| SM ISO690:2012|
HADJIU, Svetlana; CĂLCÎI, Cornelia; CUZNEȚ, Ludmila; LUPUŞOR, Nadejda; SPRINCEAN, Mariana; REVENCO, Ninel. Variabilele predictive pentru epilepsia structurală după suferință perinatală hipoxic-ischemică. In: Congresul consacrat aniversării a 75-a de la fondarea Universității de Stat de Medicină şi Farmacie „Nicolae Testemiţanu”. 21-23 octombrie 2020, Chişinău. Chişinău: USMF, 2020, p. 539.

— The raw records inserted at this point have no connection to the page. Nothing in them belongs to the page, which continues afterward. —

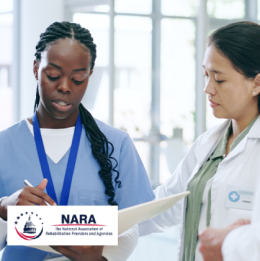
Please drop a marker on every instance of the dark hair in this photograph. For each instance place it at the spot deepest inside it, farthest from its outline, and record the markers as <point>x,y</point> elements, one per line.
<point>240,43</point>
<point>102,149</point>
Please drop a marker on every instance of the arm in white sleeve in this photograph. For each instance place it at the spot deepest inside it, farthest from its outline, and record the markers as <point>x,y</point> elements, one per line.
<point>127,242</point>
<point>3,231</point>
<point>242,244</point>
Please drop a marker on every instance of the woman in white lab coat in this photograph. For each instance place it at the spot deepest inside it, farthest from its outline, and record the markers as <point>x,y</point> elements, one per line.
<point>221,168</point>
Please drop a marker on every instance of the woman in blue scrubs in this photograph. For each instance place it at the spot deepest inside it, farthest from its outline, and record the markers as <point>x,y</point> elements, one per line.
<point>106,169</point>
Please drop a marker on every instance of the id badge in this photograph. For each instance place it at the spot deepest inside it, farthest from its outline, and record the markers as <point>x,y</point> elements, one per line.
<point>239,198</point>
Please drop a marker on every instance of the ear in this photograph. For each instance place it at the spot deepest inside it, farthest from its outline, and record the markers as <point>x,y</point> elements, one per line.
<point>35,69</point>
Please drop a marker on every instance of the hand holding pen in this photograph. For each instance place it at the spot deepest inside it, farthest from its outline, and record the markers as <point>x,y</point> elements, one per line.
<point>27,196</point>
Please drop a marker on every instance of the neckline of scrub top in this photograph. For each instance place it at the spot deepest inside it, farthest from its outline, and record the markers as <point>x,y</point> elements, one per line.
<point>70,165</point>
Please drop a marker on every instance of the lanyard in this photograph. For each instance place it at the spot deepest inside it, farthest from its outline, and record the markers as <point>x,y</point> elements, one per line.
<point>70,165</point>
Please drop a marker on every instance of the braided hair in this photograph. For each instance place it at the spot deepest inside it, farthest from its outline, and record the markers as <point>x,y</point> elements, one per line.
<point>102,149</point>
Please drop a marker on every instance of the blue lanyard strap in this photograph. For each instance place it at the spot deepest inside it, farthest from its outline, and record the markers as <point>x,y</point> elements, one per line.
<point>70,165</point>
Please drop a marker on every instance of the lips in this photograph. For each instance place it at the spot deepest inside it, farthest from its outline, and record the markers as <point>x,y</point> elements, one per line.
<point>62,105</point>
<point>213,104</point>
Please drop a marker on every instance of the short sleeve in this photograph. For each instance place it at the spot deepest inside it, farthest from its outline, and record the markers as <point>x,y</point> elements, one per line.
<point>135,185</point>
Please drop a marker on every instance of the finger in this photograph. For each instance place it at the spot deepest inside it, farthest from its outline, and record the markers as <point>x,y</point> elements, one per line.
<point>43,184</point>
<point>41,195</point>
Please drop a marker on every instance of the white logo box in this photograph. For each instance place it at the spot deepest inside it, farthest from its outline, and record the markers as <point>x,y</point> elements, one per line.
<point>62,225</point>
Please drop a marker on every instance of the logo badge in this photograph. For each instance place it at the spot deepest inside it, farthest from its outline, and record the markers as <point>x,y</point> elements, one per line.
<point>29,226</point>
<point>233,196</point>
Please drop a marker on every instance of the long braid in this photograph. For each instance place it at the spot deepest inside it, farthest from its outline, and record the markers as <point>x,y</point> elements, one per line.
<point>102,149</point>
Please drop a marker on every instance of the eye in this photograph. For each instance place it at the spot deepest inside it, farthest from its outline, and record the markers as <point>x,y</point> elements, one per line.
<point>77,82</point>
<point>53,78</point>
<point>219,81</point>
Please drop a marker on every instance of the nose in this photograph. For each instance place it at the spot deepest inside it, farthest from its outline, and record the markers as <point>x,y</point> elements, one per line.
<point>209,87</point>
<point>64,86</point>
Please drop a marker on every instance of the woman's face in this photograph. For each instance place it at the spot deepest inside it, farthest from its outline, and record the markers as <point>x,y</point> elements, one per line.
<point>229,92</point>
<point>62,74</point>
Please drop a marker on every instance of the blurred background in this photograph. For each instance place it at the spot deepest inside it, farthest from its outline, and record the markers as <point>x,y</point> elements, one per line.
<point>148,78</point>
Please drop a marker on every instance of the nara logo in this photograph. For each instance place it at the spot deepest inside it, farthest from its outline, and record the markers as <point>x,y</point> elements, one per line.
<point>29,226</point>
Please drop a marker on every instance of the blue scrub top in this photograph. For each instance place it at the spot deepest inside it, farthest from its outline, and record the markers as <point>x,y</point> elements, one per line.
<point>19,161</point>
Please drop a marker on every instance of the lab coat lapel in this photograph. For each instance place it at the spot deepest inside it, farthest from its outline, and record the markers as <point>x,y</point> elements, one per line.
<point>207,146</point>
<point>254,133</point>
<point>209,143</point>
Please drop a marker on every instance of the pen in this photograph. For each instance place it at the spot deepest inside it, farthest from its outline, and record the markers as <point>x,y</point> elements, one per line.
<point>27,183</point>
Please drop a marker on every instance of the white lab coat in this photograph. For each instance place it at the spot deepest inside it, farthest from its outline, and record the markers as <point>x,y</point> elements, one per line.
<point>239,169</point>
<point>243,244</point>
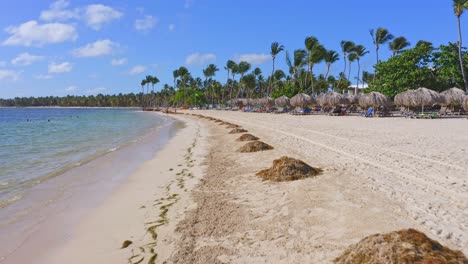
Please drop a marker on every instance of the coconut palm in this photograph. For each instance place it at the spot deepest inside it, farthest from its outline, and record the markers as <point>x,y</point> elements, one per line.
<point>276,48</point>
<point>346,47</point>
<point>379,37</point>
<point>315,53</point>
<point>459,6</point>
<point>453,96</point>
<point>330,57</point>
<point>398,44</point>
<point>242,69</point>
<point>360,52</point>
<point>351,58</point>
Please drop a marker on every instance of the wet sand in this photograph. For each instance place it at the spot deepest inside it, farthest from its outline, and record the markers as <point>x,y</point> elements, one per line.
<point>199,201</point>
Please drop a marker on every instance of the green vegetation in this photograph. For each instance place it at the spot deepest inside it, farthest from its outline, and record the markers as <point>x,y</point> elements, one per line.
<point>437,68</point>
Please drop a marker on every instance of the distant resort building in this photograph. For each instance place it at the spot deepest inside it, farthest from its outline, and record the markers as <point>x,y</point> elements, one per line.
<point>360,88</point>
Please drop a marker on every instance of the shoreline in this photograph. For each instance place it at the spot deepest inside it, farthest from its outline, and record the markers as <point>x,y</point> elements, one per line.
<point>198,200</point>
<point>50,210</point>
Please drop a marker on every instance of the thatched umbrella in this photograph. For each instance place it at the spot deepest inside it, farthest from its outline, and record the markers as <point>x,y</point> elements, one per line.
<point>465,103</point>
<point>320,99</point>
<point>267,102</point>
<point>282,101</point>
<point>374,99</point>
<point>333,99</point>
<point>300,100</point>
<point>453,96</point>
<point>423,96</point>
<point>404,98</point>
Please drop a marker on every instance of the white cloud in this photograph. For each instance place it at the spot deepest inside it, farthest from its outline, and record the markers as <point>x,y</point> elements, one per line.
<point>118,62</point>
<point>71,88</point>
<point>188,3</point>
<point>138,69</point>
<point>200,59</point>
<point>33,34</point>
<point>171,27</point>
<point>96,90</point>
<point>145,24</point>
<point>58,12</point>
<point>96,49</point>
<point>98,15</point>
<point>43,76</point>
<point>253,58</point>
<point>60,67</point>
<point>9,75</point>
<point>25,59</point>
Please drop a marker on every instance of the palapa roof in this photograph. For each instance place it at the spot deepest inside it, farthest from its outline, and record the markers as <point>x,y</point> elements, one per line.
<point>424,96</point>
<point>465,103</point>
<point>300,100</point>
<point>282,101</point>
<point>453,96</point>
<point>373,99</point>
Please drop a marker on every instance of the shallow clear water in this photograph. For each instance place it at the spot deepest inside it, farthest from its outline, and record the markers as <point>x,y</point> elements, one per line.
<point>39,143</point>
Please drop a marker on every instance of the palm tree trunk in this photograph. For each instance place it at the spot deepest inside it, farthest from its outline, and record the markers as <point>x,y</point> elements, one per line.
<point>377,55</point>
<point>460,55</point>
<point>328,71</point>
<point>357,86</point>
<point>270,89</point>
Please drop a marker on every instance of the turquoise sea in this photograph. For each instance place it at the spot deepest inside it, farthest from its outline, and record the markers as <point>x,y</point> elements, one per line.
<point>40,143</point>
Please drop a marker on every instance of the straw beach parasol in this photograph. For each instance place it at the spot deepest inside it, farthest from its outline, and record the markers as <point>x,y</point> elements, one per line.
<point>300,100</point>
<point>404,98</point>
<point>267,102</point>
<point>374,99</point>
<point>453,96</point>
<point>282,101</point>
<point>423,96</point>
<point>333,98</point>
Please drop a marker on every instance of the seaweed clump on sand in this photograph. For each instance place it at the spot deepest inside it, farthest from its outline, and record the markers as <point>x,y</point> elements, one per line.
<point>237,130</point>
<point>247,137</point>
<point>255,146</point>
<point>288,169</point>
<point>126,243</point>
<point>404,246</point>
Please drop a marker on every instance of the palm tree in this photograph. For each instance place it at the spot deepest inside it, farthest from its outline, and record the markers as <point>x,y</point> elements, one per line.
<point>242,69</point>
<point>209,72</point>
<point>398,44</point>
<point>330,57</point>
<point>143,83</point>
<point>351,58</point>
<point>154,81</point>
<point>459,6</point>
<point>228,68</point>
<point>379,37</point>
<point>346,47</point>
<point>315,54</point>
<point>360,51</point>
<point>276,48</point>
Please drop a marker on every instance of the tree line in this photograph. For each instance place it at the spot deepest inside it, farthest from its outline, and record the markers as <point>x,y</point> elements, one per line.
<point>422,65</point>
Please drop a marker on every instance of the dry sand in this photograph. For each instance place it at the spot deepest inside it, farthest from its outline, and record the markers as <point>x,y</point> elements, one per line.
<point>379,175</point>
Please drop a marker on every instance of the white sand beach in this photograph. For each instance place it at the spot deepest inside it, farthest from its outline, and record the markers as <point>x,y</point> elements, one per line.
<point>207,206</point>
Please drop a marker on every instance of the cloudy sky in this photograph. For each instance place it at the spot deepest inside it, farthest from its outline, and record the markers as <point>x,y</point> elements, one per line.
<point>87,47</point>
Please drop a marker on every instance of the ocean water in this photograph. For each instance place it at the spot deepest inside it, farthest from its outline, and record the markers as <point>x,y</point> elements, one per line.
<point>37,144</point>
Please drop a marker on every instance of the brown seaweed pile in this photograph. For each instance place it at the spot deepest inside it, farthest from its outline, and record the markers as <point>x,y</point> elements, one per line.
<point>288,169</point>
<point>404,246</point>
<point>255,146</point>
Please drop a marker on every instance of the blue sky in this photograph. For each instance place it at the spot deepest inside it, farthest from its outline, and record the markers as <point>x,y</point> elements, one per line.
<point>86,47</point>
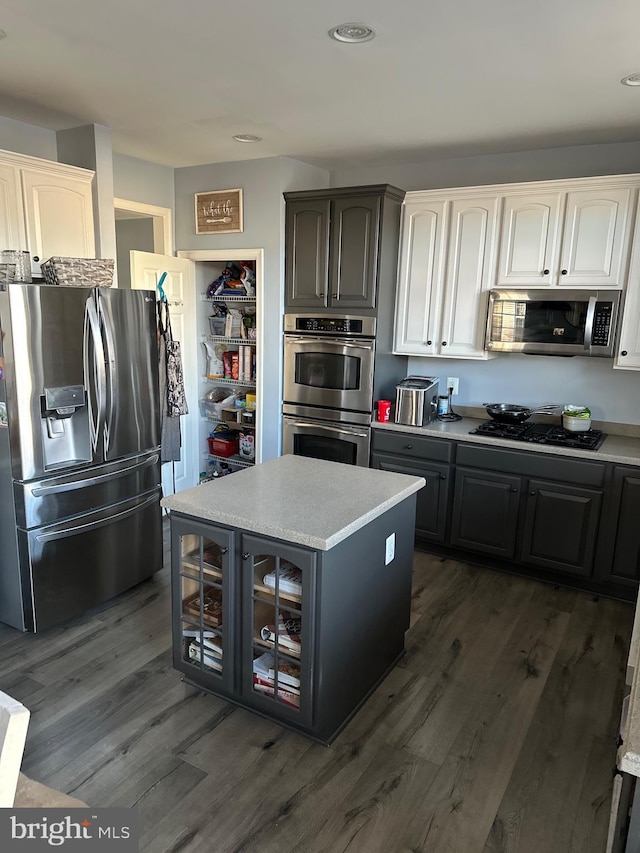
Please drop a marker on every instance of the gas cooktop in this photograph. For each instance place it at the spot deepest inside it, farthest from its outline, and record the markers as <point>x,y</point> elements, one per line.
<point>542,434</point>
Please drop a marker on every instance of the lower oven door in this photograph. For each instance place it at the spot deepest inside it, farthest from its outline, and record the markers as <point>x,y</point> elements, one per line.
<point>331,372</point>
<point>329,440</point>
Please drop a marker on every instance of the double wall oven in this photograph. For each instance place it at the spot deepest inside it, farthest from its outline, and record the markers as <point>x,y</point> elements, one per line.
<point>328,386</point>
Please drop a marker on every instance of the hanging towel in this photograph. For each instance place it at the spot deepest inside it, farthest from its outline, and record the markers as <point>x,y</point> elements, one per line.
<point>176,399</point>
<point>170,438</point>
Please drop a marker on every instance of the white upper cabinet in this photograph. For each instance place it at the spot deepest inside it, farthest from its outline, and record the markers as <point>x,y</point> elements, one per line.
<point>46,208</point>
<point>572,238</point>
<point>58,214</point>
<point>529,239</point>
<point>446,266</point>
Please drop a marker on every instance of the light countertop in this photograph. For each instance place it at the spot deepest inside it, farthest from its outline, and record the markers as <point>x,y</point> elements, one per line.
<point>623,449</point>
<point>307,501</point>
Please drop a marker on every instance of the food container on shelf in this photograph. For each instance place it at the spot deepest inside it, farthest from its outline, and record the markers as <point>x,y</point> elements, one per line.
<point>222,446</point>
<point>576,418</point>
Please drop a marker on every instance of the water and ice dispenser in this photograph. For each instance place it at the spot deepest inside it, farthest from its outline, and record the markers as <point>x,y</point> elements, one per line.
<point>66,437</point>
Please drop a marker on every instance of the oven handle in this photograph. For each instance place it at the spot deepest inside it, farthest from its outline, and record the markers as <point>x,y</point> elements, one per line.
<point>365,343</point>
<point>588,327</point>
<point>320,427</point>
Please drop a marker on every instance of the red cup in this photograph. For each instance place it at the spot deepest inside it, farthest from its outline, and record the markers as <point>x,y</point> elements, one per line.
<point>384,410</point>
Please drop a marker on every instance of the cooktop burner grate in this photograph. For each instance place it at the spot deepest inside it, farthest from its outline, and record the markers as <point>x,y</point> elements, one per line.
<point>542,434</point>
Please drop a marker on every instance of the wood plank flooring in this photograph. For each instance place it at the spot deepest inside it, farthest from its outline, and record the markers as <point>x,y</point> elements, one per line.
<point>496,731</point>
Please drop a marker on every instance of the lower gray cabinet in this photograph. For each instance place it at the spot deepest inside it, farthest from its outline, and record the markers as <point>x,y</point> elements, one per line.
<point>298,635</point>
<point>485,512</point>
<point>623,526</point>
<point>560,527</point>
<point>432,501</point>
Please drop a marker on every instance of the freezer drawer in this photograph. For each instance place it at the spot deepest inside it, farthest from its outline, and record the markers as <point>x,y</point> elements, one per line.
<point>57,498</point>
<point>75,565</point>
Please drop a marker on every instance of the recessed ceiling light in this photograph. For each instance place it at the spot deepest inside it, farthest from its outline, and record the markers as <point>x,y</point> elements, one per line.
<point>247,137</point>
<point>352,33</point>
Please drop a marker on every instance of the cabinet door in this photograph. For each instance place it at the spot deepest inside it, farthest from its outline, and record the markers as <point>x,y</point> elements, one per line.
<point>353,251</point>
<point>625,564</point>
<point>12,234</point>
<point>595,238</point>
<point>278,628</point>
<point>560,527</point>
<point>204,620</point>
<point>470,262</point>
<point>432,500</point>
<point>485,512</point>
<point>307,253</point>
<point>529,240</point>
<point>420,274</point>
<point>59,215</point>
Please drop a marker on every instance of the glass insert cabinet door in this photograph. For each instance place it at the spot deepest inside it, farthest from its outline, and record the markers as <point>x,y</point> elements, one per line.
<point>203,615</point>
<point>278,628</point>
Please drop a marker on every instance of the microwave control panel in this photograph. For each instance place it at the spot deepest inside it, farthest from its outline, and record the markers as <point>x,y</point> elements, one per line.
<point>602,324</point>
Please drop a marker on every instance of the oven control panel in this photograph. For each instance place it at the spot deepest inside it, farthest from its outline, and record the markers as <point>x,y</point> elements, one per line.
<point>336,325</point>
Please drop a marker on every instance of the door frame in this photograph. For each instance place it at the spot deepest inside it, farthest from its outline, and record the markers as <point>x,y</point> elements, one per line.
<point>162,222</point>
<point>256,255</point>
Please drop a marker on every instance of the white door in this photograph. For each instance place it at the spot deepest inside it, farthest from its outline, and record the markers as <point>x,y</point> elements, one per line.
<point>180,290</point>
<point>529,243</point>
<point>59,216</point>
<point>595,239</point>
<point>469,270</point>
<point>420,274</point>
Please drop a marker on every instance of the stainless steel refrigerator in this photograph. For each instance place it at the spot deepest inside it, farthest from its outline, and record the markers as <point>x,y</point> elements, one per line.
<point>80,517</point>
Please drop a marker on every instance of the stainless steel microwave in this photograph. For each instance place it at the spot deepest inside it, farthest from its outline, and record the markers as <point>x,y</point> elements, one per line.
<point>553,321</point>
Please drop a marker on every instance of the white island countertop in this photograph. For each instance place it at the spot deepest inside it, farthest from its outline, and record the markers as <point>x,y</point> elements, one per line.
<point>307,501</point>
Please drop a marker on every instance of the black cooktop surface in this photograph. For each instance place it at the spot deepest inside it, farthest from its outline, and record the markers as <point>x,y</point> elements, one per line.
<point>542,434</point>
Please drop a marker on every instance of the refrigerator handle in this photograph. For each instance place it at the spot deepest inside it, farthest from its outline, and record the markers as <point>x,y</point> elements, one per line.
<point>92,525</point>
<point>111,376</point>
<point>95,369</point>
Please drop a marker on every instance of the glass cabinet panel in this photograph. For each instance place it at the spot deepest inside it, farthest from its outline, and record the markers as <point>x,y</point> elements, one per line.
<point>203,603</point>
<point>278,629</point>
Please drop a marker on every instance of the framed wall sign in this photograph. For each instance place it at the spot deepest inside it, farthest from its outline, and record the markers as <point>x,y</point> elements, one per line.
<point>219,212</point>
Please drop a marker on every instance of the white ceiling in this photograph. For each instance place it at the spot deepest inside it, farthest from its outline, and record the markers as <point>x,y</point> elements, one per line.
<point>175,79</point>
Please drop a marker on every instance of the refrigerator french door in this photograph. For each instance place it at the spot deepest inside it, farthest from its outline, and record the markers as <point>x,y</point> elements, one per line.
<point>79,450</point>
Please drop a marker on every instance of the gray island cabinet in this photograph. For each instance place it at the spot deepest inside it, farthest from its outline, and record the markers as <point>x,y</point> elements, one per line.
<point>291,587</point>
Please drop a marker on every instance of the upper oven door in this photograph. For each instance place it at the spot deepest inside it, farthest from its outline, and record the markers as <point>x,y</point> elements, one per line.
<point>334,373</point>
<point>553,322</point>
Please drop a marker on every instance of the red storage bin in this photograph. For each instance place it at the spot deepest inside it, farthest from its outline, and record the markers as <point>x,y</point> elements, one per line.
<point>223,446</point>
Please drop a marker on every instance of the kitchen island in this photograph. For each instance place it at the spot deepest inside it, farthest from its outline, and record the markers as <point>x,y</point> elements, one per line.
<point>291,587</point>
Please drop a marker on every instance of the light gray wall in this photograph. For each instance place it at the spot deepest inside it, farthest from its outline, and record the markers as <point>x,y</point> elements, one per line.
<point>138,180</point>
<point>263,182</point>
<point>27,139</point>
<point>545,164</point>
<point>131,235</point>
<point>614,395</point>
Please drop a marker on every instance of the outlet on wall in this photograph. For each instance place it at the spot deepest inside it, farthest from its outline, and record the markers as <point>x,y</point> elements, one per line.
<point>452,382</point>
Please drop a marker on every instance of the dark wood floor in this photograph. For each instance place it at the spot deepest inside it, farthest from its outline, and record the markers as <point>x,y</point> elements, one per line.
<point>496,732</point>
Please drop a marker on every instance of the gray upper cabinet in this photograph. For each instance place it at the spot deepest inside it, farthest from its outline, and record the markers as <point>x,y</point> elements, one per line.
<point>338,243</point>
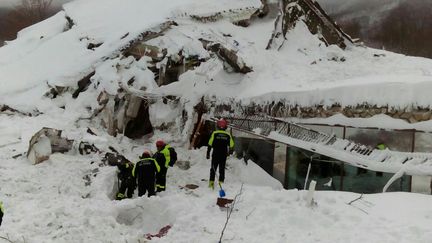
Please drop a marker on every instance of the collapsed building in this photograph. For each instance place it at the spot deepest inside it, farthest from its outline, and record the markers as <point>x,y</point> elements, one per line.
<point>142,75</point>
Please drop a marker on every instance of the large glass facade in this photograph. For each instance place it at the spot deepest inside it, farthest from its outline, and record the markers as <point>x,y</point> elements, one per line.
<point>422,143</point>
<point>290,165</point>
<point>325,171</point>
<point>279,165</point>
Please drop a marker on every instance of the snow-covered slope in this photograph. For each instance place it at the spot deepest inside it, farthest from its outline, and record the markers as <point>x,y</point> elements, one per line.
<point>69,197</point>
<point>304,65</point>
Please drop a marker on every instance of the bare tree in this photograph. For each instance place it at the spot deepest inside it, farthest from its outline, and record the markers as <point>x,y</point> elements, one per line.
<point>27,13</point>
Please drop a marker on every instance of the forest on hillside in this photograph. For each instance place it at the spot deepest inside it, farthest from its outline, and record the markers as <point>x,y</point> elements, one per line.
<point>26,13</point>
<point>404,27</point>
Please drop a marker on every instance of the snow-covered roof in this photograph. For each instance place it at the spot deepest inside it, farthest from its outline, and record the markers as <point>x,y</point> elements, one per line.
<point>51,53</point>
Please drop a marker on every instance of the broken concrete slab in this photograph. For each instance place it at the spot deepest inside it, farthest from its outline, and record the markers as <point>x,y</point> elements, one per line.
<point>45,142</point>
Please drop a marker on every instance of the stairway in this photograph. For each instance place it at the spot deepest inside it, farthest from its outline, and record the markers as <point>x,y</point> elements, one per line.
<point>329,145</point>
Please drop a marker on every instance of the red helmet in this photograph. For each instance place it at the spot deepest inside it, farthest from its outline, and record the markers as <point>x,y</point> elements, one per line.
<point>146,154</point>
<point>160,143</point>
<point>222,124</point>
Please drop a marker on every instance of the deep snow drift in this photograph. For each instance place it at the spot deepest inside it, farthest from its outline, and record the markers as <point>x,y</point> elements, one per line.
<point>51,202</point>
<point>69,197</point>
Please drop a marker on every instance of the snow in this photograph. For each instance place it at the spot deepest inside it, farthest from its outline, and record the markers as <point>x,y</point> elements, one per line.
<point>68,198</point>
<point>53,204</point>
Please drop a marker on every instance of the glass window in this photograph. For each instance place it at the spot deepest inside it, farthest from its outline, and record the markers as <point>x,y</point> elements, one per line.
<point>325,171</point>
<point>423,143</point>
<point>279,165</point>
<point>338,131</point>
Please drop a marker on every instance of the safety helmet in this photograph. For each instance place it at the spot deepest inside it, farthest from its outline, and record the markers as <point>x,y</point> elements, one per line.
<point>222,124</point>
<point>160,144</point>
<point>146,154</point>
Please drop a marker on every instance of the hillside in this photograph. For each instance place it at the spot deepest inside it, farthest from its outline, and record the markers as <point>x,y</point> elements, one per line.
<point>399,26</point>
<point>119,75</point>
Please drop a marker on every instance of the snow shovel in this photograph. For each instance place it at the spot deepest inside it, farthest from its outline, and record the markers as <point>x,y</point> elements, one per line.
<point>221,191</point>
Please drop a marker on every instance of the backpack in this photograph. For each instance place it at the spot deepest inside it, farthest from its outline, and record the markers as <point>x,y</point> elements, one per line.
<point>173,157</point>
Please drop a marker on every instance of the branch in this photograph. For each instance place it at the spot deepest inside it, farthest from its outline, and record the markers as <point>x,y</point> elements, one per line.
<point>355,199</point>
<point>7,239</point>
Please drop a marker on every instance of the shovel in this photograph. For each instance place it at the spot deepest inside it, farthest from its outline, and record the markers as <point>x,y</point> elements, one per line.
<point>221,191</point>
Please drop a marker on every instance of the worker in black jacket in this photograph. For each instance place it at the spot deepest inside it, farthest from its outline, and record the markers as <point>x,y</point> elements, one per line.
<point>166,156</point>
<point>1,212</point>
<point>127,182</point>
<point>145,173</point>
<point>222,144</point>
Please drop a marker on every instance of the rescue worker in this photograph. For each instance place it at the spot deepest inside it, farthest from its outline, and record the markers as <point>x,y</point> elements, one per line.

|Congresul consacrat aniversării a 75-a de la fondarea Universității de Stat de Medicină şi Farmacie „Nicolae Testemiţanu” 2020|
Congresul "Congresul consacrat aniversării a 75-a de la fondarea Universității de Stat de Medicină şi Farmacie „Nicolae Testemiţanu”" |
Chişinău, Moldova, 21-23 octombrie 2020
Background. The epilepsy (EP) is one of the leading features in children who have had hypoxicischemic perinatal brain lesions (PCL). It can often be associated with mental retardation and often begins at an early age. Objective of the study. is to determine predictive variables in children who have had PCL depending on the severity of the disease, to assess the risk of developing EP. Material and Method. Prospective study over a period of 2 years, on a group of 614 children, who had moderate (50.5%) and severe (49.5%) PCL. EP was diagnosed in 259 (42.2%) cases, the onset between 3 months and 2 years of age (peak 3-6 months), in children with moderate (27%) and severe (57.6%) PCL. We assessed some determinant variables for EP in the child after PCL based on a study protocol. Results. According to a logistic regression calculation, we determined the following variables with major risk in the development of EP in the child after PCL: (1) intrauterine hypoxia (p <0.001), (2) severe degree of PCL at birth (p <0.006), (3 ) disorders of consciousness (p <0.003), (4) the presence of neonatal convulsions (p <0.004), (5) the pathological electroencephalographic pathway in the first two weeks after birth (p <0.000). The probability of developing EP in the child who underwent PCL in the case of the combination of the 5 variables is high (RP + = 99.7%). Conclusion. The EP can develop at any age, especially in the child with severe PCL, the most vulnerable being the infant age. The association of predictive variables in different numbers and compositions connects various individualized results.